Cantanhede abraçou a opinião com argumentos que seriam risíveis, mas que, pensando bem, sinalizam uma situação nada engraçada. Inventou-se um atrito entre a Força Aérea Brasileira e a decisão do presidente da República e o assunto chegou inclusive à imprensa internacional, gerando comentários do ministro das relações exteriores da França e comunicados das empresas envolvidas na licitação. Mais que um negócio de 10 bilhões de dólares, trata-se de assunto de segurança nacional. É um absurdo que uma jornalista sem o mínimo de especialização no assunto, mas com uma arrogância sem limites, pretenda influenciar a decisão governamental.
Este é um assunto muito constrangedor para o brasileiro leigo, porque como diabos ele vai saber qual é a melhor opção? Já não basta a mania de todos querermos ser técnicos da seleção brasileira? Agora seremos um país de especialistas em caças aéreos?

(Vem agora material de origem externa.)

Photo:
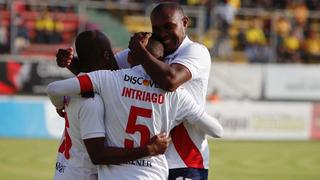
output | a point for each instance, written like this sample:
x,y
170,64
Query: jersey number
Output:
x,y
66,143
132,127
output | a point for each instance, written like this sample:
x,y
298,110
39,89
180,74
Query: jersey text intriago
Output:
x,y
142,95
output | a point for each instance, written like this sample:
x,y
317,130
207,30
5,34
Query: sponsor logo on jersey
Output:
x,y
142,95
60,167
140,81
140,162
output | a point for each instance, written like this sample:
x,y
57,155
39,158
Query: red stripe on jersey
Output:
x,y
6,89
85,84
185,147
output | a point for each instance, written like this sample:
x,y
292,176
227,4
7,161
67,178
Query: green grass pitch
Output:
x,y
27,159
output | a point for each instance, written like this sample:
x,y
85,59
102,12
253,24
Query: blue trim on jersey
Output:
x,y
22,119
190,173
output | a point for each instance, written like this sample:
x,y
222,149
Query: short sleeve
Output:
x,y
122,59
195,57
187,107
91,118
99,79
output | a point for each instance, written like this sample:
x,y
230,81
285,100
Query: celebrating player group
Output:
x,y
138,114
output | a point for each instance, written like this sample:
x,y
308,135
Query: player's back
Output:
x,y
136,109
73,161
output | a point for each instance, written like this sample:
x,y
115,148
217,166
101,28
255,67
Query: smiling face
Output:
x,y
169,25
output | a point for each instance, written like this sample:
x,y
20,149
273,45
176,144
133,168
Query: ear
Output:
x,y
185,21
106,54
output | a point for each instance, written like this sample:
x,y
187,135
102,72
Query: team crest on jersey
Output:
x,y
140,81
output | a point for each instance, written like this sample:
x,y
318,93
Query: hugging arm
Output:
x,y
101,154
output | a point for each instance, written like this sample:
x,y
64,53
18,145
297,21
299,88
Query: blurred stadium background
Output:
x,y
264,86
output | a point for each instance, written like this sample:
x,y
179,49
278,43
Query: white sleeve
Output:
x,y
195,57
122,59
187,107
64,87
98,79
57,101
56,90
194,114
91,118
209,125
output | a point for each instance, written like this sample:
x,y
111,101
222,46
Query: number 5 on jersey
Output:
x,y
132,127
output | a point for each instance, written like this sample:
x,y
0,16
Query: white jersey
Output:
x,y
193,151
136,109
84,119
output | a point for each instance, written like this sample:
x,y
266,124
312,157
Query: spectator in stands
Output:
x,y
56,36
4,37
289,50
256,44
48,29
224,14
40,30
22,38
311,47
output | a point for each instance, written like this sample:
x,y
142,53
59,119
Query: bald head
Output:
x,y
94,51
155,47
169,24
168,5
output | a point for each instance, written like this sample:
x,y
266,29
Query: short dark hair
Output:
x,y
170,5
90,46
155,47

Felizmente, ainda existem jornalistas honestos, como Roberto Godoy, jornalista e especialista em armamentos aéreos, do Estadão. Este é o caso divertido mencionado no início do texto. No programa Entre Aspas, da Globo News, Godoy conseguiu contornar as tentativas do mediador e do outro entrevistado de transformar o caso numa crise institucional e trapalhada de Lula. Para grande surpresa deles, Godoy defendeu a escolha do caça francês, o Rafale. Ele explicou que o modelo sueco não existe concretamente; não há sequer um protótipo finalizado, e sua tecnologia envolve muitos componentes americanos, o que impossibilitaria sua transferência para a indústria brasileira. O caça americano, por sua vez, está fora de cogitação, segundo Godoy, porque não há garantia de transferência de tecnologia, uma condição fundamental para o negócio. Os americanos não permitiriam ao Brasil exportar peças para determinados países, prejudicando a soberania nacional nesse tipo de operação.

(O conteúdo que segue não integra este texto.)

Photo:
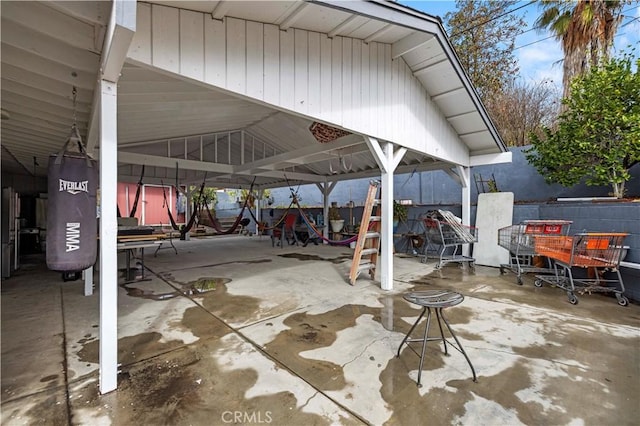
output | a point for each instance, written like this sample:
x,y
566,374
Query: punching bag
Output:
x,y
71,222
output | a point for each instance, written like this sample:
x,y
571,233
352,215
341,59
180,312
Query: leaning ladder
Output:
x,y
365,256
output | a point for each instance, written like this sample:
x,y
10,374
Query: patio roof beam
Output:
x,y
170,162
120,31
292,16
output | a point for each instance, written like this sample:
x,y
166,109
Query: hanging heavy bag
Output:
x,y
71,221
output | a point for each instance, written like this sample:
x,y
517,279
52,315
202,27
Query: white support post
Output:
x,y
325,188
108,241
465,177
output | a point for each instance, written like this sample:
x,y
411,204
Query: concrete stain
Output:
x,y
307,332
201,285
187,386
50,410
233,308
129,347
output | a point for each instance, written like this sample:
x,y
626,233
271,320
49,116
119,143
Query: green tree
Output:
x,y
483,35
586,29
598,135
522,108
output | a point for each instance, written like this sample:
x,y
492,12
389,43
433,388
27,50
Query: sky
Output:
x,y
537,52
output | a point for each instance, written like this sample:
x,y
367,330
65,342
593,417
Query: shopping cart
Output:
x,y
444,241
597,253
519,240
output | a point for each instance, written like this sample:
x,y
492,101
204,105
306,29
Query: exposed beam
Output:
x,y
409,43
382,31
25,40
169,162
486,159
89,12
300,153
221,9
447,93
122,26
423,70
342,26
58,25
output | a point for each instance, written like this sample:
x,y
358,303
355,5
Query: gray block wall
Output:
x,y
534,199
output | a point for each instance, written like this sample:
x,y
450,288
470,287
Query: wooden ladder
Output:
x,y
365,256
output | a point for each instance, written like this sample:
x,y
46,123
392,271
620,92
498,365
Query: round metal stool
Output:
x,y
436,299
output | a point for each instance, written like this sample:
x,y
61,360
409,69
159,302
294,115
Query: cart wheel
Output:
x,y
622,301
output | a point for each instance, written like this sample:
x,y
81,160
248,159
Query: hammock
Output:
x,y
192,219
311,226
174,225
239,221
262,227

Além disso, o caça sueco é monoturbo, enquanto o francês e o americano tem dois turbos - com isso ele tem menos potência e não pode vencer grandes distâncias sem poder reabastecer. Godoy explicou que isso também o inutiliza para o Brasil, que precisa de um jato que possa ir do sul ao norte do país, e da costa brasileira à africana sem fazer escala.
O ministro de Relações Exteriores, Celso Amorim, por fim, botou um ponto final à controvérsia usando uma expressão popularíssima, que calou fundo na opinião pública. “Muitas vezes o barato sai caro”, declarou Amorim, desmoralizando quem defendia o caça sueco por apresentar o preço mais baixo.
O presidente da República pode até mudar de idéia e (o que é improvável) escolher o caça sueco ou americano, e a imprensa tem todo o direito de dar seus palpites. Que ao menos evite, porém, designar essa função para repórteres sem nenhum conhecimento do tema.
Entretanto, o governo sai chamuscado do episódio em virtude do vazamento em si do relatório da FAB, pois indicou falta de controle sobre informações militares estratégicas, que deveriam circular apenas com autorização expressa do Planalto. A indústria de vazamento começa o ano eleitoral prometendo grandes dores de cabeça para o governo e sua candidata. Não seria o momento de reagir com mais dureza na repressão a esse tipo de dolo ao interesse público?